¿Tú, puta?
A veces despierto con una serie de pensamientos bastante cerdos y ofensivos. Amanezco con muchas ganas de llamarte para hacerte preguntas indiscretas y propuestas indecorosas. Por ejemplo, me gustaría saber cuánto me cobrarías por dejarte morder un pezón; cuál es el precio que hay que pagar para poder beber un litro de tus jugos; o si me permitirías asfixiarte nuevamente con el producto que me cargo en la entrepierna.
Dudas como las anteriores y muchas más se la pasan atormentando mi mente durante todo el día, al mismo tiempo que me hacen sentir un ser superficial y una basura humana por no ser capaz de recordar cosas más allá de tu deliciosa figura y tu imponente manera de entregarte al sexo… Afortunadamente, esta sensación no me dura mucho tiempo, y es que, ¿quién es capaz de recordar algo bueno de una persona como tú?

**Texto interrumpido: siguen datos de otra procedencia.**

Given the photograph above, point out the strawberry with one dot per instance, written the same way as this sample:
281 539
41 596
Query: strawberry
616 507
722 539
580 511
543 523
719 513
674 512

Seamos sinceros: haberme abandonado para irte con aquel viejo arrugado de escroto altamente elástico, no fue precisamente un acto de caridad; fue una culerada en estado puro.
Durante mucho tiempo confié ciegamente en el amor que decías tenerme. De hecho, llegué a pensar que por eso actuabas de manera tan espectacular en la cama conmigo. Triste fue darme cuenta que no era más que interés por mi dinero de una manera muy descarada: me hiciste conocer el poder de una vagina en todo su esplendor —te adueñaste de mis güevos y, con ello, de mi voluntad.
Me gustaría poder decirte que ese pinche viejo impotente nunca te dará lo que yo te di, pero después recapacito y me doy cuenta de que yo tampoco podré darte aquello que te di. Te encargaste de que así fuera: me dejaste parapléjico.